In 1959, Don moved from working on the tugs to the Gulf Islands Ferry Company, owned and operated by the Mouat family on Salt Spring, and was working on the Cy Peck when the BC Ferry & Toll Authority took the company over in the early sixties. He remained with BC Ferries for the next thirty years, working his way through the ranks, becoming Senior Master for the Long Harbour route in the early eighties. In 1986 Don brought the “Queen of Nanaimo” on its inaugural run into Long Harbour, and he remained a well-loved skipper on that ship until his retirement in 1992.

After retirement from the ferries Don continued working on boats, first with the Oak Bay Marine group, travelling to the Queen Charlotte Islands and Hakai Pass, and later with Gulf Islands Water Taxi.

Throughout his retirement years, Don remained busy; camping, fishing, and boating, as well as enjoying a very active social life with his many friends and acquaintances. He was also a volunteer for Meals on Wheels and Salmon Enhancement.

Don loved boats and he had lots of them in his lifetime! Over the years, he sailed many times in the Round Salt Spring Island race, and once in the Little Swiftsure. He had a vast amount of knowledge about the islands, and the BC coast in general. He loved reading, especially history, enjoyed political discussions and telling bad jokes.

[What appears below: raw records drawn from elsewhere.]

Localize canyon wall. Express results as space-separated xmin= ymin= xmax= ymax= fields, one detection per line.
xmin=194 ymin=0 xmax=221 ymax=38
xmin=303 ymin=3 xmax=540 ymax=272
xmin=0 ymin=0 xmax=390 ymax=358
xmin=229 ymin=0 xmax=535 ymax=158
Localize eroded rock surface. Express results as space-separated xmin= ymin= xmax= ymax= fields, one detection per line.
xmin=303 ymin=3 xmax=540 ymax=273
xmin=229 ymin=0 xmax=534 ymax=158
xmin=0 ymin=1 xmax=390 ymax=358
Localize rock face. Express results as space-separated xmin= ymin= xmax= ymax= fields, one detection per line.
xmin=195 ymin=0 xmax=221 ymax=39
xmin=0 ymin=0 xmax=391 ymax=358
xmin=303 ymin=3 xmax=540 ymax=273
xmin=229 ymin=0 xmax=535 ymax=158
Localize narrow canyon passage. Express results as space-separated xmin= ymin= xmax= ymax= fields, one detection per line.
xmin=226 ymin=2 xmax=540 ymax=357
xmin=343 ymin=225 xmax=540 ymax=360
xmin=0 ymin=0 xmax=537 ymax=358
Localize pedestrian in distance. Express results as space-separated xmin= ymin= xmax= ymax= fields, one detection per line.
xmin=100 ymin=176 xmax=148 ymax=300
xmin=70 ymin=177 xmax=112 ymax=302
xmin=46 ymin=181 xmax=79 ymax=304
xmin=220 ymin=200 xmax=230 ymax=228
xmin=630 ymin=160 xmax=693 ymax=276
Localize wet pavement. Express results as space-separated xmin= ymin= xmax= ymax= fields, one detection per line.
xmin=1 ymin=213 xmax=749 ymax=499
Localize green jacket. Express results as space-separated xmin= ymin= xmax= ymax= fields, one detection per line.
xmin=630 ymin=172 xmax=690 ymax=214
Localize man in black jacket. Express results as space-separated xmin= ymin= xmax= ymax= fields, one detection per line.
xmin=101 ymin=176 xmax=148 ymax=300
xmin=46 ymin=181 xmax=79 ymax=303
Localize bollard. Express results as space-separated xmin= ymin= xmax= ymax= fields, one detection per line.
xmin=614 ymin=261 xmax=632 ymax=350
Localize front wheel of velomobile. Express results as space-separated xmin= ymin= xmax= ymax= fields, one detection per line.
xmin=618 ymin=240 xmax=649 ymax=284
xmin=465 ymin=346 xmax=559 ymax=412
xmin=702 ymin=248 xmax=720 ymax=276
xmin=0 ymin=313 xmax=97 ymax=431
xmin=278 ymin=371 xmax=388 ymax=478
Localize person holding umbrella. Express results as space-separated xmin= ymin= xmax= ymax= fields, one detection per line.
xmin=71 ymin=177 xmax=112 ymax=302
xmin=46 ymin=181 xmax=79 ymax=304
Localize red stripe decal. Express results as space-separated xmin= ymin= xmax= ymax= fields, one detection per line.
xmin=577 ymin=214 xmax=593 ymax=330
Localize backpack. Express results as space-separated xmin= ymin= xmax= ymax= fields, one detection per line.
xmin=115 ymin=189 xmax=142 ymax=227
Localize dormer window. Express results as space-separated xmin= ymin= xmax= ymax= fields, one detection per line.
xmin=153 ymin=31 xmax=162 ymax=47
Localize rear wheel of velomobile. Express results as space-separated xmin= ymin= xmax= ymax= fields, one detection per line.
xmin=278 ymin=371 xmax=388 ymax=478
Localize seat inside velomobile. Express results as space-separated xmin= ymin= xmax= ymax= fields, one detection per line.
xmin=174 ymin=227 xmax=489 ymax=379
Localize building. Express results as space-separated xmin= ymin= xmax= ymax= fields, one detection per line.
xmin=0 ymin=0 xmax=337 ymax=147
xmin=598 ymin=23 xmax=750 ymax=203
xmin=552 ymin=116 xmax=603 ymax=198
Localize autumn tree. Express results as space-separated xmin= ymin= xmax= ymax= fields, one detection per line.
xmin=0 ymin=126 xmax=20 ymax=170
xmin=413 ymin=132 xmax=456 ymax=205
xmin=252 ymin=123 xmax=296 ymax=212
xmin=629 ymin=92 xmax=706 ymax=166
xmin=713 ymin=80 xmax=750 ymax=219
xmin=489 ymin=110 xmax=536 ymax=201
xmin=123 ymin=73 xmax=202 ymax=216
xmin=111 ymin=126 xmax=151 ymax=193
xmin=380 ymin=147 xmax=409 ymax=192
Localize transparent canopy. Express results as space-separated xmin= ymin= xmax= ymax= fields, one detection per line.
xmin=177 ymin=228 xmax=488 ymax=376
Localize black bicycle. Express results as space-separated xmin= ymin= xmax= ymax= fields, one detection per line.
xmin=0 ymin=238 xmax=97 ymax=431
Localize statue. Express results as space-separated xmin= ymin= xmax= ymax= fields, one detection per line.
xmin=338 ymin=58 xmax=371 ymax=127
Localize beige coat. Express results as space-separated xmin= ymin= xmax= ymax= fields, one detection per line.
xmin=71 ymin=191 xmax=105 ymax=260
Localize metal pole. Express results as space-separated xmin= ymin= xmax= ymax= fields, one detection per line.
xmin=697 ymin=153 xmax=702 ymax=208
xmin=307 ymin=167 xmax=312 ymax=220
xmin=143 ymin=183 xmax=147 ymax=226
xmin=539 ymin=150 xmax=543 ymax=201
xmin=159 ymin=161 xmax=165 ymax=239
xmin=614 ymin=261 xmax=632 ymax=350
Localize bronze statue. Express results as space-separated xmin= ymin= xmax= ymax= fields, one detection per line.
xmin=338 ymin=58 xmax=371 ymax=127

Predeceased by his brother and sisters, and his wife Olive, Don is survived and greatly missed by his daughter Michele (John), son Alan (Pam), granddaughter Becky (Dane), grandson Tyler, as well as two nieces and six nephews and their families, and many friends.

There will be a Celebration of Don’s life on Saturday October 3rd 2009, at Meaden Hall (Royal Canadian Legion) from noon to 3pm, followed by a private family gathering at the original homestead at Rainbow Beach.

“There is nothing, absolutely nothing, half so much worth doing as simply messing about in boats.”

Donations in Memory of Don Layard are gratefully accepted by Island Stream and Salmon Enhancement, Island Savings Credit Union, Salt Spring branch, account# 738104 for stream restoration projects on Booth Canal.